Rondo has been a testy player over his career. He has had issues with seemingly every place that he has been. The attitude that made him the player that he became in the NBA is also the guy that became infuriating to coaches along his basketball journey. But those were things that the Bulls knew about him before they signed him. Along with those things though, there are some positives that go along with what he does as well. Rondo can push the tempo, make things easier for the players around him and he can also be the quintessential floor leader. But it seems that for all the positives that he can bring on the court, the Bulls did not allow him to really take advantage of what he could do. The Bulls have scored around the same amount of points that they did last year, which is 101 points. And they would actually be scoring much more if Hoiberg realized that this team cannot shoot. You would think if you were the coach of the worst three-point shooting team in the NBA that you may want to push the tempo more to get easier shots. But instead of doing that, Hoiberg would rather come down and run set plays all the time. With Rondo, that is not exactly the thing that makes him the best at this time. And with finishers on the wing like Wade and Jimmy Butler, why not have them fill the wings and put pressure on the defense to get back?
But instead of doing that, Hoiberg wants to blame the offensive issues that he feels this team has on Rondo. True, Rondo has not hit many outside shots and he has not had a truly outstanding game for the Bulls this year. But it isn't like the backups have been great shooting the basketball this year either. Michael Carter-Williams, who just got back healthy and was inserted into the starting lineup, is not shooting over 26% from the field and is at 20% from the three-point line. And with Grant, the Bulls are getting 36% shooting form the field and 30% shooting from the field. Neither are very impressive and neither have really done much more than Rondo has. But leave it to Hoiberg to say the benching of Rondo was purely a basketball move. If it was a basketball move to begin with, Rondo would either not be there or playing right now. It seems like the Bulls were inconsistent on what they wanted to do and now they look to have wasted $14 million to bring in someone that they were not going to use properly.

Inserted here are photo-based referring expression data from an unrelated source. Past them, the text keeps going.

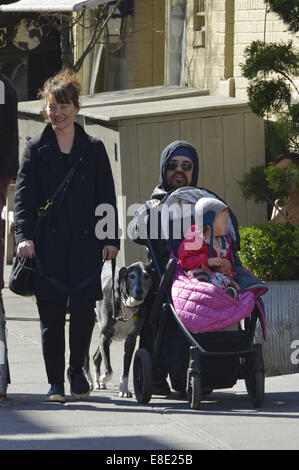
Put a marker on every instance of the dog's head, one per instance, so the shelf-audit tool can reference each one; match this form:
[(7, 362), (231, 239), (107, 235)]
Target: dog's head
[(135, 283)]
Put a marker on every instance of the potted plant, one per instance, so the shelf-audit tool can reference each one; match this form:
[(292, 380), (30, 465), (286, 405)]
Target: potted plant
[(271, 250)]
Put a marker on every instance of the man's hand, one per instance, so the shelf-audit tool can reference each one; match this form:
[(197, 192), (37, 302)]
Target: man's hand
[(109, 252), (215, 262), (26, 249)]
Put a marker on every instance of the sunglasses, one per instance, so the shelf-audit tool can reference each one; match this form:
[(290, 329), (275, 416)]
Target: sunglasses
[(173, 165)]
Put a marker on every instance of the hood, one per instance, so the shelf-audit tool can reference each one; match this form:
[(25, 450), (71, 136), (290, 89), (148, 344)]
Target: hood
[(163, 188)]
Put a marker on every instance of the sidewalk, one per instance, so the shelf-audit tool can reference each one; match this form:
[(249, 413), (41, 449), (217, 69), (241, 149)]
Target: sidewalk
[(106, 422)]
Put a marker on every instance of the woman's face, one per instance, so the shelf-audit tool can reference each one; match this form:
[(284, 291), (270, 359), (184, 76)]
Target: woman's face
[(61, 115)]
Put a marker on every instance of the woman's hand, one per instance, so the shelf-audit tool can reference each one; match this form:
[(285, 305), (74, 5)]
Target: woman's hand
[(26, 249), (109, 252)]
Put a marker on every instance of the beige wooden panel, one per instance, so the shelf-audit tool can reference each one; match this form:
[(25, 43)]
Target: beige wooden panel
[(190, 130), (212, 155), (130, 251), (148, 152), (233, 151), (254, 155), (168, 132)]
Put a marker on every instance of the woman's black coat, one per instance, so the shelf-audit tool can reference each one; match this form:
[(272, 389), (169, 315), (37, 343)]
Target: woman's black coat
[(67, 246)]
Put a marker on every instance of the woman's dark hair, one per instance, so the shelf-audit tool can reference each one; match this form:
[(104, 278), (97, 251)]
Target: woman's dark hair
[(64, 86)]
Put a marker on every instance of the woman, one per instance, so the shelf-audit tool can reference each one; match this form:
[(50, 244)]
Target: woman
[(66, 246)]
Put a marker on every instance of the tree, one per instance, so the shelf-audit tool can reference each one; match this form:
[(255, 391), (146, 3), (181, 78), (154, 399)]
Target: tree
[(65, 24), (270, 68)]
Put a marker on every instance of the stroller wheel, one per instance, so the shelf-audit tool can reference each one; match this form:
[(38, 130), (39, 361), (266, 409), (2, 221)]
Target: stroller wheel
[(194, 391), (255, 377), (142, 376)]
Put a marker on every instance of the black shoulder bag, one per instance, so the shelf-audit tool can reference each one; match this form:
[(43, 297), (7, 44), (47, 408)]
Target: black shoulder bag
[(23, 270)]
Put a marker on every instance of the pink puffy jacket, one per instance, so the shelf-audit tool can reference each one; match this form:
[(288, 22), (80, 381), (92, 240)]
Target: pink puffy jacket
[(204, 307)]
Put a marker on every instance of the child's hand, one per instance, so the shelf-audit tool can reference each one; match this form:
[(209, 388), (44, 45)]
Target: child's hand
[(215, 262), (226, 269)]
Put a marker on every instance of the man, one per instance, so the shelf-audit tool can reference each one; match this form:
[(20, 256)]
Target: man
[(9, 163), (178, 169)]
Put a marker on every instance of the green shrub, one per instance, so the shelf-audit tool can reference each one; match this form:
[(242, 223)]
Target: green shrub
[(271, 252)]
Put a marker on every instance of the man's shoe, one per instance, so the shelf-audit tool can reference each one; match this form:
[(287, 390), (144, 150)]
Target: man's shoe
[(56, 393), (80, 387)]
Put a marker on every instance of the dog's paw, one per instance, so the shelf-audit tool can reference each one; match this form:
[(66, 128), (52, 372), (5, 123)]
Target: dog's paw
[(126, 394), (124, 391), (99, 386)]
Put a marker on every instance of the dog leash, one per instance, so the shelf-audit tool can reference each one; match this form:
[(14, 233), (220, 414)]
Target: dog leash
[(113, 266)]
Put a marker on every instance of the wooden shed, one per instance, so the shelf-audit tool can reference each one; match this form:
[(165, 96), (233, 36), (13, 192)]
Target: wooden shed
[(135, 128)]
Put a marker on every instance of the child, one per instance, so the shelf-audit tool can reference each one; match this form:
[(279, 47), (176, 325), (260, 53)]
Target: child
[(205, 253)]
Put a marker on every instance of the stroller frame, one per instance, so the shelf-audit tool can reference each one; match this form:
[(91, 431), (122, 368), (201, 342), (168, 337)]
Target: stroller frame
[(217, 359)]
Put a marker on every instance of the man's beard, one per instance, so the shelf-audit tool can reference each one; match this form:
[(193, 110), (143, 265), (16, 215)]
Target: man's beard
[(182, 181)]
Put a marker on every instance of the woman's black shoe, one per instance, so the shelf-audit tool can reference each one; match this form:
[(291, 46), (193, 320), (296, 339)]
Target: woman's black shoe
[(56, 393), (79, 385)]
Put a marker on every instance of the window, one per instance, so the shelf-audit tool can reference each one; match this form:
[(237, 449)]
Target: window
[(199, 23)]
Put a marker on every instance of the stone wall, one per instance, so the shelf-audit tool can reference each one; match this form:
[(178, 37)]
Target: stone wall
[(229, 27)]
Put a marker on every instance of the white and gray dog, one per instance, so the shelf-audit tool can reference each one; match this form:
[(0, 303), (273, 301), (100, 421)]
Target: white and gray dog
[(121, 319)]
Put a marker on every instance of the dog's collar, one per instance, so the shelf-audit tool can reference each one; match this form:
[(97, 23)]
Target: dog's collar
[(126, 313)]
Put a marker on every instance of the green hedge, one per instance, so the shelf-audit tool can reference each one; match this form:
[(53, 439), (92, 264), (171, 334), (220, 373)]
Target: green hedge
[(271, 252)]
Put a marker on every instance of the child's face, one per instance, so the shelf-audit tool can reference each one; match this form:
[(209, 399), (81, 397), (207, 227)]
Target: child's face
[(220, 224)]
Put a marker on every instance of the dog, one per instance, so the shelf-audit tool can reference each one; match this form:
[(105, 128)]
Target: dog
[(121, 319)]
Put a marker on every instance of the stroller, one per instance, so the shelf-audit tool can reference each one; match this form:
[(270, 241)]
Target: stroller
[(217, 358)]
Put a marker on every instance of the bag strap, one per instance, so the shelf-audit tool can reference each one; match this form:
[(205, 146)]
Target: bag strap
[(42, 211)]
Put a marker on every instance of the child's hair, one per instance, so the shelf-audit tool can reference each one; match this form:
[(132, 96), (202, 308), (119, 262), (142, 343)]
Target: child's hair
[(65, 87)]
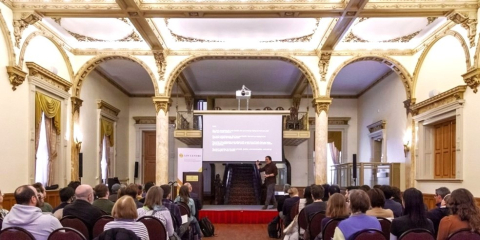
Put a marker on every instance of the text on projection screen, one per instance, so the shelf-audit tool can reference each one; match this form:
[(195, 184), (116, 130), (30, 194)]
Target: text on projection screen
[(242, 137)]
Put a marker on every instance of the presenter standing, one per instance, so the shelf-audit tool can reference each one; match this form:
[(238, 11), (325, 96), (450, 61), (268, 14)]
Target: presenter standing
[(271, 173)]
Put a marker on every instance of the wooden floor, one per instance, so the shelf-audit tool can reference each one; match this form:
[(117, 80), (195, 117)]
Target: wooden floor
[(240, 232)]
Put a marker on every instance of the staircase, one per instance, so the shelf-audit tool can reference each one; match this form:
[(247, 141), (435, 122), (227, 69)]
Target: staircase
[(241, 187)]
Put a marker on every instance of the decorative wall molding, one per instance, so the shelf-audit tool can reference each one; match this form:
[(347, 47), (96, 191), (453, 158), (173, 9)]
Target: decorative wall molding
[(441, 99), (16, 76), (48, 76)]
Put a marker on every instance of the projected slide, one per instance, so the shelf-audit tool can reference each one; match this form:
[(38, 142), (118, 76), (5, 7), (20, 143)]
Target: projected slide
[(242, 137)]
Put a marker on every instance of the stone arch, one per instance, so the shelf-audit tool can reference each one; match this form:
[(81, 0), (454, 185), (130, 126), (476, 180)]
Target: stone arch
[(97, 60), (8, 40), (398, 68), (425, 52), (182, 65), (53, 40)]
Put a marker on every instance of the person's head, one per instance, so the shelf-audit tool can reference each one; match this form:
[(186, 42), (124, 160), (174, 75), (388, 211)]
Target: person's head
[(414, 206), (26, 195), (84, 192), (440, 193), (359, 201), (317, 192), (462, 203), (377, 198), (293, 192), (101, 191), (125, 208), (154, 197), (337, 206), (66, 194)]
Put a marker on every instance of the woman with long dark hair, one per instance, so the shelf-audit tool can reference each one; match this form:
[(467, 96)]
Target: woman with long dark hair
[(465, 214), (414, 215)]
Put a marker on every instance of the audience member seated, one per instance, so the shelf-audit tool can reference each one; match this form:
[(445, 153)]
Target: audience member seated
[(465, 214), (171, 206), (102, 202), (441, 209), (358, 220), (27, 215), (153, 207), (414, 215), (288, 204), (113, 196), (82, 207), (396, 207), (318, 204), (184, 197), (66, 197), (46, 207), (125, 213), (377, 200)]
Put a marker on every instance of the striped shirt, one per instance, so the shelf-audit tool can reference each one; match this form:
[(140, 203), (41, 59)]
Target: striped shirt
[(137, 227)]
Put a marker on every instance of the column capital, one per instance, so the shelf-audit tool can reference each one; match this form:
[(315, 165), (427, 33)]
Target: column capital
[(161, 103), (321, 104)]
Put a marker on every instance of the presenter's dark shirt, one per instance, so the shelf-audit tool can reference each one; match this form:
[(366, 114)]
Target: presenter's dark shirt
[(269, 169)]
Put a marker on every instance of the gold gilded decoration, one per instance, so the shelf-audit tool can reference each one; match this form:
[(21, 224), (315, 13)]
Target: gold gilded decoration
[(472, 79), (16, 76), (377, 126), (53, 79), (441, 99), (104, 106)]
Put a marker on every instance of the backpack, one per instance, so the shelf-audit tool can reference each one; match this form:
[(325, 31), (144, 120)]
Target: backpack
[(274, 228), (207, 227)]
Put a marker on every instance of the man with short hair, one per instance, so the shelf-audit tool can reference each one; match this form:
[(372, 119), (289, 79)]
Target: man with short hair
[(27, 215), (82, 207)]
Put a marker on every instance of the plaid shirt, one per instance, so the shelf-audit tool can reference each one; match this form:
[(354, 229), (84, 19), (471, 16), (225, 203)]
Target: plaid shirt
[(174, 212)]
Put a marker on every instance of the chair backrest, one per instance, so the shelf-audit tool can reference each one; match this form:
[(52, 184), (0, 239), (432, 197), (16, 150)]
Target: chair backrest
[(66, 233), (386, 225), (100, 225), (369, 234), (417, 233), (463, 234), (329, 229), (75, 223), (156, 229), (16, 233), (315, 226)]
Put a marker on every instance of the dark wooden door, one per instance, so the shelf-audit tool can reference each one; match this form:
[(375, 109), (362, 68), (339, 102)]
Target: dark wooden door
[(149, 156)]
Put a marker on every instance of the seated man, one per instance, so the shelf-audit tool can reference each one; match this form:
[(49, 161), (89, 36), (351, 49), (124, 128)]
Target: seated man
[(82, 207), (27, 215)]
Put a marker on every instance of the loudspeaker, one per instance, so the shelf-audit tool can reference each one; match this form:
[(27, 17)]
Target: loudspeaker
[(80, 165), (354, 166), (135, 174)]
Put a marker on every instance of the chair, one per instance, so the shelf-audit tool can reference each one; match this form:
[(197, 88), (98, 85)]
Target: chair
[(66, 233), (156, 229), (463, 234), (16, 233), (417, 233), (100, 224), (75, 223), (386, 225), (370, 234), (315, 226)]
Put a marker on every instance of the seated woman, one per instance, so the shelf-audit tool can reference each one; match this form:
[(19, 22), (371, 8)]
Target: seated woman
[(377, 199), (414, 215), (358, 220), (153, 207), (124, 213), (184, 197), (465, 214)]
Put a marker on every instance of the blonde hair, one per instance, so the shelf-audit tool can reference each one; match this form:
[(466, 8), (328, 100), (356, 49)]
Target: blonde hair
[(125, 208)]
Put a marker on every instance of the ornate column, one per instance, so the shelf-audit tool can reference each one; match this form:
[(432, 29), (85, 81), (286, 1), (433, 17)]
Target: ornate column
[(161, 105), (321, 138)]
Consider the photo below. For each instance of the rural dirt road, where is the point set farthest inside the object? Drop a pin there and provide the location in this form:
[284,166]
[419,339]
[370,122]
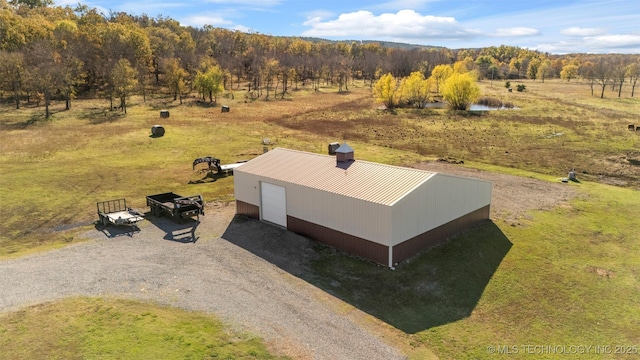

This mess along with the Bulls current record does not really all weigh on the shoulders of Rondo. He is a talented point guard and this team is a talented. But they should be playing better than what they are. The team and their play if a reflection of the coach and it seems that Hoiberg simply does not understand what his team does and does not do well. And at this point with the Rondo decision, he seems like he does not even want to understand them either. If he keeps on forcing his way instead of adjusting, then he could be receiving his walking papers soon. The Rondo decision is not the worst decision in the world, but the culmination of his benching and the play not being better tells us all something about the guy patrolling the sidelines in a suit.